Closed elliotf closed 4 years ago
An SVG number can be in many different units, the dpi parameter helps to convert those to a common one. I think that's alright. The problem is rather that the numbers of the output gcode are not in mm or inch, but in simple dots
. Which is meaningless in respect the size of the original image... What if we introduce a command line parameter to set the unit of the gcode numbers? something like --unit=mm
And --unit=mm
would affect the output gcode, or how the svg units were interpreted?
It would affect the output gcode.
Actually, your example is quite complicated because it contains a viewBox
which is not handled either... Can we work with this for a moment? Should draw the same.
<?xml version="1.0" encoding="UTF-8" standalone="no"?>
<svg
xmlns:dc="http://purl.org/dc/elements/1.1/"
xmlns:cc="http://creativecommons.org/ns#"
xmlns:rdf="http://www.w3.org/1999/02/22-rdf-syntax-ns#"
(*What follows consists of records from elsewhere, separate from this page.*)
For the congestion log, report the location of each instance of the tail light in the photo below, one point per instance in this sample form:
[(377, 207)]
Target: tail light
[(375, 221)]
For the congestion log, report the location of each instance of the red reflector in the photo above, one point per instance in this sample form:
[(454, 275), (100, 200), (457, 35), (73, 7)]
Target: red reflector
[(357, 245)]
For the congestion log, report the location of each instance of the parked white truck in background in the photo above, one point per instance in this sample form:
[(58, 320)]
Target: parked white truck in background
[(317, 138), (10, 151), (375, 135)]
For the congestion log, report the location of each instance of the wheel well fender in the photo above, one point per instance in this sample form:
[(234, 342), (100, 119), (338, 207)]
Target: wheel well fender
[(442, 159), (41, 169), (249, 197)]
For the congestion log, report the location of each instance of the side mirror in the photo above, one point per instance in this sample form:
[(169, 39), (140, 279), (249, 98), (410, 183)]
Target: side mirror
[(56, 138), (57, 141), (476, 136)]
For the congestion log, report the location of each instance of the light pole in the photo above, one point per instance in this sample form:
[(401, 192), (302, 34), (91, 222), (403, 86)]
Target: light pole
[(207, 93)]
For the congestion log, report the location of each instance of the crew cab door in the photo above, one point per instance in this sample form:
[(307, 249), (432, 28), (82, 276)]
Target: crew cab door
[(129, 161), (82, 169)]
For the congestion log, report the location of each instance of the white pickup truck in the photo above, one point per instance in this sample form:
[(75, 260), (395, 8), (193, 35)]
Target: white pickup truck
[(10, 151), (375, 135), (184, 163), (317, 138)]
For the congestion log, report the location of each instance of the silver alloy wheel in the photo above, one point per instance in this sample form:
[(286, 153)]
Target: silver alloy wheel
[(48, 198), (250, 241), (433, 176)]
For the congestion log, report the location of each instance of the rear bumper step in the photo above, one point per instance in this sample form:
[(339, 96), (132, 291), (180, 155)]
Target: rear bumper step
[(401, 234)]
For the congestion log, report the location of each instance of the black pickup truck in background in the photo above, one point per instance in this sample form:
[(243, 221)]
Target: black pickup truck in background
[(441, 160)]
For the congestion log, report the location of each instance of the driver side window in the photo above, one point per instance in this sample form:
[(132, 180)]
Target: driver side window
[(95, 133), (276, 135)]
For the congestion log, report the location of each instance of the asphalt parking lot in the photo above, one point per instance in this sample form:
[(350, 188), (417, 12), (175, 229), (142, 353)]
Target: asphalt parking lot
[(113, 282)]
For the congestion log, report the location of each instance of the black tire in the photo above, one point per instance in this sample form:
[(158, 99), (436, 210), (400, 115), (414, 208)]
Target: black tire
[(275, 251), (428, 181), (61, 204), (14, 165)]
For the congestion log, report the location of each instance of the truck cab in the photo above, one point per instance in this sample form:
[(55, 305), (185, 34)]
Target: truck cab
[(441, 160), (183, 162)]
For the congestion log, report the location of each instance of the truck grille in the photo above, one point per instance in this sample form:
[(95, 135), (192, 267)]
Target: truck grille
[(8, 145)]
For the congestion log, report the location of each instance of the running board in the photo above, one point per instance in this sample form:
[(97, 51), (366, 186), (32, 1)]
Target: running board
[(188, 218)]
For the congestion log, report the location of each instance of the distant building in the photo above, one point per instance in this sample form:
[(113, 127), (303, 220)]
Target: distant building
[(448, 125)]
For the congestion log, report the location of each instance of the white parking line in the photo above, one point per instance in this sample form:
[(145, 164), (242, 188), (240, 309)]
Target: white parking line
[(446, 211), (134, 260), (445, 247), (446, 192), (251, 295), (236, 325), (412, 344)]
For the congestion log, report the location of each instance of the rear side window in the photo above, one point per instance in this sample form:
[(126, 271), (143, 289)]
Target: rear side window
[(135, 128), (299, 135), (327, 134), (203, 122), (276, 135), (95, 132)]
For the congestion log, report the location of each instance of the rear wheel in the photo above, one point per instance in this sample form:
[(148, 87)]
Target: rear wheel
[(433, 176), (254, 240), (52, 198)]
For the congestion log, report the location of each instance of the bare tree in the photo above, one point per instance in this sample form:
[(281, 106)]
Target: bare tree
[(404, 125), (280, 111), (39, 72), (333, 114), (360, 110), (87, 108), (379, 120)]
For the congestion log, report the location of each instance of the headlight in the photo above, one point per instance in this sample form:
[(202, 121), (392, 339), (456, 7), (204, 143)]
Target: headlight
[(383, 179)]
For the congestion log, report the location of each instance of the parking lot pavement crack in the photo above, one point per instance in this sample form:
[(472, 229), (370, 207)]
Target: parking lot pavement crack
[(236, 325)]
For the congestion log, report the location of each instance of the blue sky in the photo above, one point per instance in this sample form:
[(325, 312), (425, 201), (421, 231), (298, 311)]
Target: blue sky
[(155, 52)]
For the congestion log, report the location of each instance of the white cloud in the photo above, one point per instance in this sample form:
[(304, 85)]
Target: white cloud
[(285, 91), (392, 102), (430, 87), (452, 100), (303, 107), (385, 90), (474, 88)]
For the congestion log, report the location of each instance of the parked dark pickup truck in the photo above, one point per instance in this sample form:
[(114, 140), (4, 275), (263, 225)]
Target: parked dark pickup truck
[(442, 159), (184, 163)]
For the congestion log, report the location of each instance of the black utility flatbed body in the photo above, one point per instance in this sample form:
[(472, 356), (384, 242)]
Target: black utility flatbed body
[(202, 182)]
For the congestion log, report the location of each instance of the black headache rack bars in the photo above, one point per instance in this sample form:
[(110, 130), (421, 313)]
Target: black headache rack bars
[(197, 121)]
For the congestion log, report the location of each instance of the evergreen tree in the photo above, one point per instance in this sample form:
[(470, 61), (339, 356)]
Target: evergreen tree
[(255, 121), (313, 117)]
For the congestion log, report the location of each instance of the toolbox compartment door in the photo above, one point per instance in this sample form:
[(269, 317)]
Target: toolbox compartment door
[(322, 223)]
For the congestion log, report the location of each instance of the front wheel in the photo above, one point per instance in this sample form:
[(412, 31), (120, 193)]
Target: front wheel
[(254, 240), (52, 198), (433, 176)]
xmlns:svg="http://www.w3.org/2000/svg"
xmlns="http://www.w3.org/2000/svg"
id="svg8"
version="1.1"
height="200mm"
width="200mm">
<g
transform="translate(0,0)"
id="layer1">
<rect
y="0"
x="0.00"
height="200mm"
width="200mm"
id="rect39"
style="fill:none;stroke:#000000;stroke-width:0.26458332" />
</g>
</svg>
Actually, that generates good gcode in mm-s. I'm confused now. Will have a look at the code. Maybe the only problem is with handling the viewBox
...
G17
G90
G0 Z10
G0 X0 Y0
M3
G4 P2000.000000
G00 Z10
G00 X0.0000 Y0.0000
G01 Z0 F10.00
G01 X200.0000 Y0.0000
G01 X200.0000 Y200.0000
G01 X0.0000 Y200.0000
G01 X0.0000 Y0.0000
G0 Z10
M5
M2
Ok, I was wrong. The output is actually in mm, so we do not need the extra command line option. I think the problem is with the viewBox
then, because the generated gcode is good without it.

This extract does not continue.